因みに、|0=|2(mod2)の|2を使っても良いと思うのですが、一応、指数で対応してみました。
L={|0,|1,|2,|3,|4,|5,|6}(mod7)
K={|0,|1,|2}(mod3)
でもちょっとやってみましたが、一応、出来ます。ただし、とんでもない勘違いの可能性もあるので、自己責任でお願いします。念のため、Kも3が素数なので体で部分体です。(2の時は四則演算について閉じていると解説しましたが。)

おまけ:
壊れた扉さん (994klpn6)2025/1/14 12:15削除
やっぱり、おかしいですね。modが違うのに部分体の訳がないですよね。

そこで、F8の部分体がF2(=ℤ₂)である事から、

問6.3
F8の素体はF2であり、[F8:F2]=3であることを示せ。
「群・環・体 入門」新妻弘・木村哲三著より

「標数がpである体Kは体ℤ/(p)と同型な体を部分体として含む。この体はKに含まれる最小の体であり、Kの素体と呼ばれる。」
「群・環・体 入門」新妻弘・木村哲三著より

F8とF2={|0,|1}で考える。
また、定理6.6から、

定理6.6
Kをq個(q=p^r,r≧1)の元からなる体とすると、Kは多項式X^q-Xの互いに異なるq個の根で構成されている。
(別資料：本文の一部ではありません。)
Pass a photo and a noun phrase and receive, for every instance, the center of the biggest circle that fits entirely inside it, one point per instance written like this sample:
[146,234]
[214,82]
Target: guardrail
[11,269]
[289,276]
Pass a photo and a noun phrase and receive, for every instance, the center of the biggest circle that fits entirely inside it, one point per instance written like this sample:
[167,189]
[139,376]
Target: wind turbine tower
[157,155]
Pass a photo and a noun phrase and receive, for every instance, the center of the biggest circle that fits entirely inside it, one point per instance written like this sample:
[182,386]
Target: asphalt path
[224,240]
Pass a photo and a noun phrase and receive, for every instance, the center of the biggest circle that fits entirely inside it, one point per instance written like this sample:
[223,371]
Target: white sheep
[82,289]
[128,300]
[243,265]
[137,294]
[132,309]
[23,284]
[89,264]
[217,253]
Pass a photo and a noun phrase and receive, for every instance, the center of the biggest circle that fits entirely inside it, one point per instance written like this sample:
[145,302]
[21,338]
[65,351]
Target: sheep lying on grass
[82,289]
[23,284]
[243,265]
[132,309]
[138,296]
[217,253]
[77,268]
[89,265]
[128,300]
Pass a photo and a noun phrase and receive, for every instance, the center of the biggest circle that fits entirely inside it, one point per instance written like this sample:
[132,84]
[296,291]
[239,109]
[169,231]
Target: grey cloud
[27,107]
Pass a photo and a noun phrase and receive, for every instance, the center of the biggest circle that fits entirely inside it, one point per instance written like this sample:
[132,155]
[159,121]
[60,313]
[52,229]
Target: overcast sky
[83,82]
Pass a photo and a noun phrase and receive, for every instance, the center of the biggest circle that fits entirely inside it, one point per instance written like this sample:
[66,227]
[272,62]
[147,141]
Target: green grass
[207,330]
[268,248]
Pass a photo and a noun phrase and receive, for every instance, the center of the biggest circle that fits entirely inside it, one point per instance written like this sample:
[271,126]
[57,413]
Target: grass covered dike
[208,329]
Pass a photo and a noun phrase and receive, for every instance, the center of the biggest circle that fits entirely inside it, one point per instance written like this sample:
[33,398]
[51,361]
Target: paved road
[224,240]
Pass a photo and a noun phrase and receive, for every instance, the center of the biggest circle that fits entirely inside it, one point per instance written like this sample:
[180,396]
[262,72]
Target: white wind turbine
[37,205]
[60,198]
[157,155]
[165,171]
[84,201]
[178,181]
したがって、X^q-XはK[X]の中で1次式の積に分解される。

F8の元は、X⁸-X=0の解であるので、
F8={|0,|1,ζ,ζ²,ζ³,ζ⁴,ζ⁵,ζ⁶}(有限体の零元を除くと巡回群だから。)
よって、F8はF2にF8の元ζを1つ添加した拡大体である。

補足
「K⊂Lであり、α∈Lであるとき、Lの部分体であってKとαを含むものすべての共通部分を記号K(α)で表し、Kにαを添加した体という。(中略)αがK上代数的であっても超越的であってもK(α)のようにただ1個の元を添加して得られるKの拡大体をKの単純拡大という。」
「群・環・体 入門」新妻弘・木村哲三著より

例6.3
定理6.1によれば有限体Lの乗法群L*は巡回群であるから、L*の生成元の1つをαとすればL*=<α>である。したがって、Lの任意の部分体Kに対してL=K(α)となっている。すなわち、有限体Lはその任意の部分体Kの単純拡大である。
「群・環・体 入門」新妻弘・木村哲三著より

また、おかしいかもしれませんが、自己責任でお願いします。もっと先まで読まないとダメですよね。しかし、もうちょっと分かり易い本はないものでしょうか。